Tobias Russell wrote:
Alas having got my 11/05 working, its developed a problem. Bit 5 on the
lower 8KW of memory (it has two sets of G110/G231/H214 8KW cores) has
failed and is always set to 0
Does this indicate a failure in the X/Y drivers?
An X/Y driver failure will typically manifest as a failure of a range in the
address space - or more specifically holes throughout the address space
corresponding to the matrix size.
The failure of a particular bit in the word-width suggests a problem in either
the sense or inhibit circuitry of that bit. On the whole, an inhibit driver is
more likely to fail than a sense amp, as the inhibit drivers are relatively
high-power and may have heat-dissipation issues.
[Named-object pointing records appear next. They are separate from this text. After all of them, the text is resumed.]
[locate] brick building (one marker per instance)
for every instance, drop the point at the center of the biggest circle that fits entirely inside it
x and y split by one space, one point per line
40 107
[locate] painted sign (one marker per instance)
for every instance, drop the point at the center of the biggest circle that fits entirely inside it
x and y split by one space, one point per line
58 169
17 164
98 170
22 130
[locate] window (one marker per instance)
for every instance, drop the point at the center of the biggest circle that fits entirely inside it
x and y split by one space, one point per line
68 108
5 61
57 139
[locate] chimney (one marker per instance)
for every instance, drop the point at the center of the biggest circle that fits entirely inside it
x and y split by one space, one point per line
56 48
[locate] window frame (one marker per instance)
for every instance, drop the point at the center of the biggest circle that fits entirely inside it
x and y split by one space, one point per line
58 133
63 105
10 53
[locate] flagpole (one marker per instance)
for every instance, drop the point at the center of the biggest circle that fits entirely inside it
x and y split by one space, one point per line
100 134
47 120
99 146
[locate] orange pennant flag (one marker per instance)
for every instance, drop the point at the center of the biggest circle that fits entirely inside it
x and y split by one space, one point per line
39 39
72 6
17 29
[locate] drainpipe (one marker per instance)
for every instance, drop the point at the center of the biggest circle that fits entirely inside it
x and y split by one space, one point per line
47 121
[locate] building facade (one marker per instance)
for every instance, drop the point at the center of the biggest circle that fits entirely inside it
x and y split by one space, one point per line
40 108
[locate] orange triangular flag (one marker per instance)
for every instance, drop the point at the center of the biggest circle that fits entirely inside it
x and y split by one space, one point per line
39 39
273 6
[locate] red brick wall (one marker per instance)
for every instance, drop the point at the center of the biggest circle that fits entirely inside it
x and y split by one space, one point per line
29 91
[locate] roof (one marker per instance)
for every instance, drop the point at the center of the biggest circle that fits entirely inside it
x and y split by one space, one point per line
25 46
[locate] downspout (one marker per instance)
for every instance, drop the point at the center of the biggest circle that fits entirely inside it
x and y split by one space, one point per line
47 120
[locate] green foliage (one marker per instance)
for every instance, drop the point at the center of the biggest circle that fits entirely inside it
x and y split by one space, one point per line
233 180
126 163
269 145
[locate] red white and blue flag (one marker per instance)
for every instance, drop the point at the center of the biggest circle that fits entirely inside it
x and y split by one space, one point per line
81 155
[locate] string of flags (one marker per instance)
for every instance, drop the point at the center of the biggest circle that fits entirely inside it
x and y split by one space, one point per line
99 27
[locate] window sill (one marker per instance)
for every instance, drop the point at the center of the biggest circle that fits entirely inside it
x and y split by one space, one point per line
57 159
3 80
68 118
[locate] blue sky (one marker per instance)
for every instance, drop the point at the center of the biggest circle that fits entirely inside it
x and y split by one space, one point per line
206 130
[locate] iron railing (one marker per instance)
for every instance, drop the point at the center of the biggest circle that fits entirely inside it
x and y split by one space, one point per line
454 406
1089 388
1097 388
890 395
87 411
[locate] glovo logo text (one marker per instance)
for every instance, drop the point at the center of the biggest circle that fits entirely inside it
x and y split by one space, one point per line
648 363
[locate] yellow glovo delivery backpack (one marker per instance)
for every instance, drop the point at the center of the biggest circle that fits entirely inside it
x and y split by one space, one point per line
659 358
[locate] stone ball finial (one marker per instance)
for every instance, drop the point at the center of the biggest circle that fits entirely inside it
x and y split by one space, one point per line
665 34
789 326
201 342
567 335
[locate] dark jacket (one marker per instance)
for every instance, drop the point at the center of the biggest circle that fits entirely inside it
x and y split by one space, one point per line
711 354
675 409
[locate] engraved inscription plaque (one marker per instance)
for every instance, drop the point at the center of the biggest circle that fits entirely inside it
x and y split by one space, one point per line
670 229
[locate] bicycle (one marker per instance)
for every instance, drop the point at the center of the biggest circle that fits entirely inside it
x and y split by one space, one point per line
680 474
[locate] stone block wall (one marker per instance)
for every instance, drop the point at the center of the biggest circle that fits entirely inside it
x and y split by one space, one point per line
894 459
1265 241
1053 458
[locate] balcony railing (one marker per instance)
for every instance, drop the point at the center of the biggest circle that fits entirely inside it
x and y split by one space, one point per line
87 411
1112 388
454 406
You may be able to discern between a sense amp failure and inhibit driver
failure by examining some memory locations which you know contained 'data' and
have not been accessed since the failure. If you can scan through those
locations and find that the bit in question shows variation (both 1's and 0's)
on the first examination, but then return all 1's or all 0's on any subsequent
examinations through the range, then it suggests the sense circuitry is working
but the inhibit ciruitry is failing to restore the bit after the destructive read.
(Of course, if the machine did a full memory test/scan at power-up the above is
not going to help.)
(If it might help, see
http://www.cs.ubc.ca/~hilpert/e/coremem/index.html for
(my own) treatise on the organisation and principles of operation of core memory.)
I have a spare set of G110/G231 cards, so I'm
guessing swapping out the
failed card will provide me with an immediate fix, although I would like
to get the existing card repaired.
How is the base address of core memory set? Are there jumpers on the
boards or is it position in the backplane that determines its location?